I wear my snake boots year round. I don't wade creeks much and they're pretty warm when they need to be. I advise against lace up boots. It's too easy to decide they are too much trouble and wear something else. I have lacrosse pull on boots.


----------



## GLS (Nov 2, 2016)

mudcreek said:


> I wear my snake boots year round. I don't wade creeks much and they're pretty warm when they need to be. I advise against lace up boots. It's too easy to decide they are too much trouble and wear something else. I have lacrosse pull on boots.


Many of the current lace-up snake boots also have a side zipper for convenience. Gil


----------



## Jake Allen (Nov 2, 2016)

I like my Danner Pronghorn Snake Boots.

I have had my current pair since 2009 and have put A LOT of miles on them.
They are still very comfortable, waterproof, not too hot and the biggest thing, they are Quiet in the woods.
I keep the leather parts coated with mink oil.
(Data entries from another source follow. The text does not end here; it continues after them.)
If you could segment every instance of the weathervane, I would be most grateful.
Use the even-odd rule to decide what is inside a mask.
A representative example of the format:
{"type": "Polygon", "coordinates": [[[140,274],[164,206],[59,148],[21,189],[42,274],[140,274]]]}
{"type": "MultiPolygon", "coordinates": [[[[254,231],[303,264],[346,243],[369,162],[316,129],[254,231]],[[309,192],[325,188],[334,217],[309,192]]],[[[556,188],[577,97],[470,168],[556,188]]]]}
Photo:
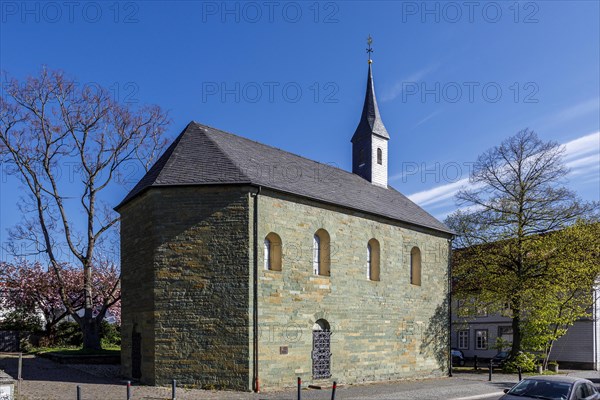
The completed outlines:
{"type": "Polygon", "coordinates": [[[369,37],[367,38],[367,45],[369,45],[369,47],[367,47],[367,55],[369,56],[369,64],[371,64],[373,62],[373,60],[371,60],[371,53],[373,52],[373,48],[371,47],[372,43],[373,43],[373,38],[371,37],[371,35],[369,35],[369,37]]]}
When this pair gives up the good fight, I will likely shed a tear or two, then pony up and get another pair.


----------



## 7Mag Hunter (Nov 2, 2016)

Redhead...got 5 yrs on mine and still good...stiff when new
but break in quick and comfy for long walks, with tall boot
socks...


----------



## kingfish (Nov 2, 2016)

I like Rocky lace ups.  Once they are broke in, they are as comfortable as it gets.  Mine last an average of 5-6 years and I put a lot of miles on them.  Heard good things about the Danner brand also.


----------



## Dennis (Nov 2, 2016)

I just found out that Muck makes a snake boot guess I'll be saving some cash for a pair


----------



## Onwardoutdoors (Nov 2, 2016)

I love my Danner Pronghorn snake boots. kind of a pain to lace up but that doesnt bother me to bad


----------



## jekilpat (Nov 2, 2016)

Thanks for all the input.  Guess I just need to bite the bullet and go boot shopping.


----------



## 1982ace (Nov 2, 2016)

My heel just separated while taking Off my danner snake boots. They've been a good boot though. I think I am going with Chippewa waterproof next.


----------



## Mudfeather (Nov 3, 2016)

I have the cabelas brand snake boots and they are made by Danner. I turkey hunt every day of the season and cross water...They were waterproof for 4 year and now do seep water in if i stay in it a while. I plan on getting another pair before turkey season..if they havent changed them..


----------



## sawtooth (Nov 3, 2016)

Well I really like my snay-boo. ( that's what the bass pro associate called them).  I got the zip up bayou. They're comfortable but hardly waterproof. I've had two pair over the last 4 years. Martin had a pair and I liked them. Sometimes..... They be on sale for around $79 and that's a good deal.  Like David said earlier... Better to have and not need than the inverse. I'll take their word for it tho, not sure I have the stones to send them through the "Baker test".


----------



## Nicodemus (Nov 3, 2016)

He`s one of my old Chippewa snake boots. Dendy, back in the old days, I even hooked poles in some, and you can see a "gaff bite" on it. These are worth their weight in gold, but I speck I`ll have to replace em next year. When I do I`ll go back with the same kind.


----------



## sawtooth (Nov 3, 2016)

I'd like to have a pair like that.  I might get some next. I use mine all the time especially in the middle of the night in ROWs and stuff when I'm by myself.


----------



## Jake Allen (Nov 3, 2016)

Nicodemus said:


> He`s one of my old Chippewa snake boots. Dendy, back in the old days, I even hooked poles in some, and you can see a "gaff bite" on it. These are worth their weight in gold, but I speck I`ll have to replace em next year. When I do I`ll go back with the same kind.



That boot looks like it's got many miles left in it.


----------